Alors au niveau de la majorité présidentielle, nous aurions dû encadrer ces assises pour en tirer le maximum de profit et ne pas permettre à l’opposition d’en faire une arme qu’elle va brandir demain pour exiger l’application des conclusions. Voilà pourquoi je salue la position du président de la République. Je suis sûr que l’opposition n’a pas été enchantée d’entendre le président dire qu’il est prêt à recevoir les conclusions des assises nationales. Parce que si le président Wade dit cela, l’opposition ne peut plus marcher pour exiger l’application de ces conclusions. C’est pourquoi, ils ont anticipé en disant que les assises ne sont pas un bureau d’études pour le pouvoir. Et là, je demande à ces gens d’être constructifs. S’il y a des idées généreuses qui sortent de ces assises, que ces gens puissent permettre au chef de l’Etat d’en faire le meilleur usage possible. Et s’il y a parmi eux des gens compétents parce qu’ayant participé à l’élaboration, si le président fait appel à eux pour la mise en œuvre, de grâce qu’ils répondent favorablement en mettant en avant l’intérêt du Sénégal.

Wal Fadjri : Des responsables de votre parti ont engagé un bras de fer avec la presse allant jusqu’à appeler au boycott de certains organes de presse. Trouvez-vous cela normal pour un parti au pouvoir ?

Thierno Lô : Je suis contre deux choses. D’abord je n’approuve pas qu’il y ait des journaux ayant comme ligne rédactionnelle de s’attaquer quotidiennement au président de la République et à son gouvernement. Je ne vais pas les citer, mais vous avez remarqué qu’il y a des organes de presse qui ont décidé de manière systématique d’attaquer le pouvoir. Ce n’est pas cela la presse. Quand Wade et les citoyens se sont battus par la voie démocratique, ce n’était pas pour vivre dans une société fermée. C’était pour vivre dans une société où chacun pourrait exprimer ses idées, mais en respectant les règles du jeu. Je suis contre ceux qui disent que la presse a permis l’alternance. Il y a des Sénégalais qui ne sont pas dans les partis politiques et qui se sont battus pour l’avènement de l’Alternance. La presse a fait de telle sorte que la parole ne soit pas confisquée, que la victoire ne soit pas confisquée. Entre la presse et les hommes politiques, il doit exister un respect mutuel.
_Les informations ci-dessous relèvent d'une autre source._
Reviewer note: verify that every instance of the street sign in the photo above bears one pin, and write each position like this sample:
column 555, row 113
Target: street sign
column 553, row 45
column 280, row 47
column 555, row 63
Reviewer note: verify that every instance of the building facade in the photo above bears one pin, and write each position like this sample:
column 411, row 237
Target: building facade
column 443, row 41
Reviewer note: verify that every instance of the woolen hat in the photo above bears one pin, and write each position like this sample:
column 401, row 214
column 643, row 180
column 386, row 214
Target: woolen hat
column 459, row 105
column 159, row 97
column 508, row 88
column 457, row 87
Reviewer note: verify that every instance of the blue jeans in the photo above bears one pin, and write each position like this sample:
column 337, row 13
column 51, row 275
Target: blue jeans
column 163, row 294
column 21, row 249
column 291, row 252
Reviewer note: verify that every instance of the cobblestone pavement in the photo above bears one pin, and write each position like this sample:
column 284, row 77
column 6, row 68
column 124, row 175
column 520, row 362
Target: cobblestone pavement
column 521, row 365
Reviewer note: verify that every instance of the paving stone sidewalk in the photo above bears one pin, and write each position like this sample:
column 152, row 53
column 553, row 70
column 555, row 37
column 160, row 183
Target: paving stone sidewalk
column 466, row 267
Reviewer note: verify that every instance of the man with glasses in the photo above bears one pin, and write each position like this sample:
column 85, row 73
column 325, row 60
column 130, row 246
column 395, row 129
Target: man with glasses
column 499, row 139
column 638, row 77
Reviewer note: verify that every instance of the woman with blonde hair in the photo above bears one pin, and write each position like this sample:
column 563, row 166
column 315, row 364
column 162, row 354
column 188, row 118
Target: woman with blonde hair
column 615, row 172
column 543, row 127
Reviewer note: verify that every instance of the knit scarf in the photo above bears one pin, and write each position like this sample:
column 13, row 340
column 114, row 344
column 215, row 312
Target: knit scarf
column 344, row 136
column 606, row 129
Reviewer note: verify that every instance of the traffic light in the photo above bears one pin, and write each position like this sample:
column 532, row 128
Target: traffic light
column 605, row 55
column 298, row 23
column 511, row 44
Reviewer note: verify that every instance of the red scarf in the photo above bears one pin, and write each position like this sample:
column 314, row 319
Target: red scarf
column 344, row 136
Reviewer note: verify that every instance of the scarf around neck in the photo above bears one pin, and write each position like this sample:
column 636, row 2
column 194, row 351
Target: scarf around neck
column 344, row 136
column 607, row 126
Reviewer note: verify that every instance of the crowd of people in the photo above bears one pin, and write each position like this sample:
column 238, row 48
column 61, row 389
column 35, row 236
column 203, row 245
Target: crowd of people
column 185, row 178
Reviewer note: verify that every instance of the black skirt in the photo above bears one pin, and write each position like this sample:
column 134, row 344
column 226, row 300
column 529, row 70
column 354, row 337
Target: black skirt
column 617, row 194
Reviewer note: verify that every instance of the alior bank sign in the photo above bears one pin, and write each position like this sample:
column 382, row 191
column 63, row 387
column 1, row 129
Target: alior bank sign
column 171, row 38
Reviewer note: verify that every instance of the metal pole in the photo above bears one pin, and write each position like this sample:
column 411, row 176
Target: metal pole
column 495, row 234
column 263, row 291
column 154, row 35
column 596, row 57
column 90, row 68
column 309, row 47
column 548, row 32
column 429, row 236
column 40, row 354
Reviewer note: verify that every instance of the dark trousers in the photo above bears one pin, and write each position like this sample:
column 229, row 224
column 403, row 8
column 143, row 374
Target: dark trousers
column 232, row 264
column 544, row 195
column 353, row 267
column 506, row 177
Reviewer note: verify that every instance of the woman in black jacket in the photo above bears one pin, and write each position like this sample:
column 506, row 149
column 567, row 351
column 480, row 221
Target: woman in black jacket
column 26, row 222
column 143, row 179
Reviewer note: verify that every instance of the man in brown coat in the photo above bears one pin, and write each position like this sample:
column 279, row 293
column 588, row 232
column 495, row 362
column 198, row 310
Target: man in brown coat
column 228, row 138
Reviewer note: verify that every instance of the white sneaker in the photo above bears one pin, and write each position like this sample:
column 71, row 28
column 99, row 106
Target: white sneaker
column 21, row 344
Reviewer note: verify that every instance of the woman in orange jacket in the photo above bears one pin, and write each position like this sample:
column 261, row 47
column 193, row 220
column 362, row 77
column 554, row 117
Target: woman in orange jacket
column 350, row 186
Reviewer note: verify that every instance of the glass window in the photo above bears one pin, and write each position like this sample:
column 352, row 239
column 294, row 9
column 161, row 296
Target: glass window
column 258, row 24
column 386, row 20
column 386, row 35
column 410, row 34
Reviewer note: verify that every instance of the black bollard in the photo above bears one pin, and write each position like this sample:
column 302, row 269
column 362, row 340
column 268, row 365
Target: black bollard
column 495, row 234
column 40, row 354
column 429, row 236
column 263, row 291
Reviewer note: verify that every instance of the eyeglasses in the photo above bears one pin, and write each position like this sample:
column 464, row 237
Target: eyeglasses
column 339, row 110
Je suis contre ceux qui appellent au boycott de la presse. Je lis tous les journaux. Je ne boycotterai jamais parce que je sais que je ne peux pas être manipulé. Quand je lis, je peux déceler la vraie information de la fausse. Je ne peux pas être ébranlé par un article de presse. Et il doit en être de même pour tout homme politique qui n’a rien à se reprocher. Les journalistes doivent aussi éviter de s’attaquer gratuitement aux hommes politiques. Il y a des hommes politiques qui étaient à la rencontre du quartier général (siège du Pds, Ndlr) quand le mot d’ordre de boycott a été lancé et qui sont pourvoyeurs de presse, qui ont leurs amis dans les rédactions. Ils savent qu’ils ne seront jamais attaqués par la presse car ils ont des amis qui les défendent mais qui ne défendent pas le président de la République. C’est pourquoi le président a raison en disant qu’il n’est pas défendu. C’est vrai. C’est la seule personne à être attaquée. Le pouvoir ne doit pas chercher à créer un bras de fer avec la presse. Ce n’est pas son rôle. Il s’agit de deux pouvoirs qui doivent cohabiter, chacun faisant convenablement son travail. Il ne peut pas y avoir une amitié entre la presse et le pouvoir. Mais le respect mutuel est possible. Le politicien qui ne veut être attaqué par la presse doit être exempt de reproches. Le journaliste qui ne veut pas être attaqué par les hommes politiques doit également respecter l’éthique et la déontologie.